T. Chris Riley-Tillman, PhD, is an associate professor in the Department of Educational School and Counseling Psychology at the University of Missouri. Dr. Riley-Tillman is one of the developers of Direct Behavior Ratings (www.directbehaviorratings.com) and the Usage Rating Profile, as well as a recognized authority in the application of experimental design and analysis in applied educational settings. He teaches classes on behavioral assessment and intervention, single case design, and consultation. He is a Co-PI on Project VIABLE-II, a grant funded through IES to develop and evaluate Direct Behavior Ratings as a measure for assessing social behavior. He has published 70 articles and 3 books on social behavior assessment, RTI, and single case design.
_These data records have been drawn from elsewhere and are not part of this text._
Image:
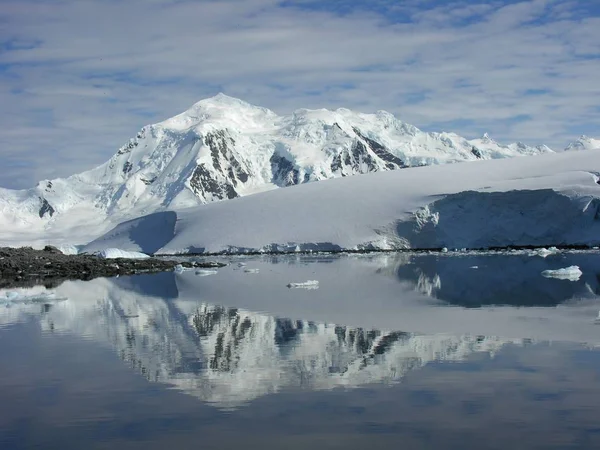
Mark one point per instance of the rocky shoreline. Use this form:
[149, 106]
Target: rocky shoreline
[25, 267]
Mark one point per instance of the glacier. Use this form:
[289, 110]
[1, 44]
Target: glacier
[548, 200]
[221, 149]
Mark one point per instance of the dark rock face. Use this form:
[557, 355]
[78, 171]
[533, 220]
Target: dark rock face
[50, 267]
[392, 161]
[202, 182]
[228, 173]
[283, 171]
[45, 208]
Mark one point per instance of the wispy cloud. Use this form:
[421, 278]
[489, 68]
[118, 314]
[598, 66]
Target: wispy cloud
[78, 78]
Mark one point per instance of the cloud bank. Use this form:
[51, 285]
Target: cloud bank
[78, 78]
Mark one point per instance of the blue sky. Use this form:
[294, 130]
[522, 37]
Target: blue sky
[79, 78]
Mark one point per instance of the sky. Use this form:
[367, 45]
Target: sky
[78, 78]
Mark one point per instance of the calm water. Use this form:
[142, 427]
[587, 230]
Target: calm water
[391, 351]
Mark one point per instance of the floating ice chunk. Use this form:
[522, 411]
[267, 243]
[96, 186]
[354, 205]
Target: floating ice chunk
[205, 272]
[9, 297]
[111, 253]
[544, 252]
[571, 273]
[69, 249]
[180, 269]
[310, 284]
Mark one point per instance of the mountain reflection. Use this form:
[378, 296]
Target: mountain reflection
[229, 356]
[477, 280]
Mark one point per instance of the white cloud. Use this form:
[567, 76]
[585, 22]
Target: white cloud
[103, 69]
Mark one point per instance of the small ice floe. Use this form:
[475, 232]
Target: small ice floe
[571, 273]
[8, 298]
[544, 252]
[180, 269]
[113, 253]
[310, 284]
[205, 272]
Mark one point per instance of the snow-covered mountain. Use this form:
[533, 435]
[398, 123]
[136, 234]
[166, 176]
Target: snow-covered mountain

Peggy Scallon, MD, is clinical associate professor and Director of Residency Training in Child and Adolescent Psychiatry at the University of Wisconsin School of Medicine and Public Health in Madison, Wisconsin. She is board certified in adult psychiatry, and in child and adolescent psychiatry. She teaches and supervises medical students and psychiatry residents, and she also directs the School Psychiatry Consultation Service to the public school district in Madison. Additionally, she has maintained an active clinical practice with children, adolescents, and families for more than 19 years.
Julie Weatherly, Esq., is the owner of Resolutions in Special Education, Inc., with offices in Birmingham and Mobile, Alabama and is a member of the State Bars of Alabama and Georgia. For 28 years, Julie has provided legal representation and consultative services to educational agencies across the country in their efforts to comply with the IDEA and Section 504. In June of 1996, Julie appeared on CBS news program 60 Minutes to discuss the cost of meeting the legal requirements of the IDEA. She has been a member of the faculty for many national and state legal institutes and is a frequent speaker at special education law conferences. Julie has developed a number of videotape training series on special education law and has been published nationally as a part of her trainings, workshops, and seminars. In 1998, Julie was honored by Georgia’s Council for Exceptional Children as Georgia’s Individual who had Contributed Most to Students with Disabilities, and in 2012, she was honored for Outstanding Service to the National Council of Administrators of Special Education.
Mary Wimmer, PhD, is a Wisconsin school psychologist and writer. The second edition of her book, Evidence-Based Practices for School Refusal and Truancy was published by NASP in 2013.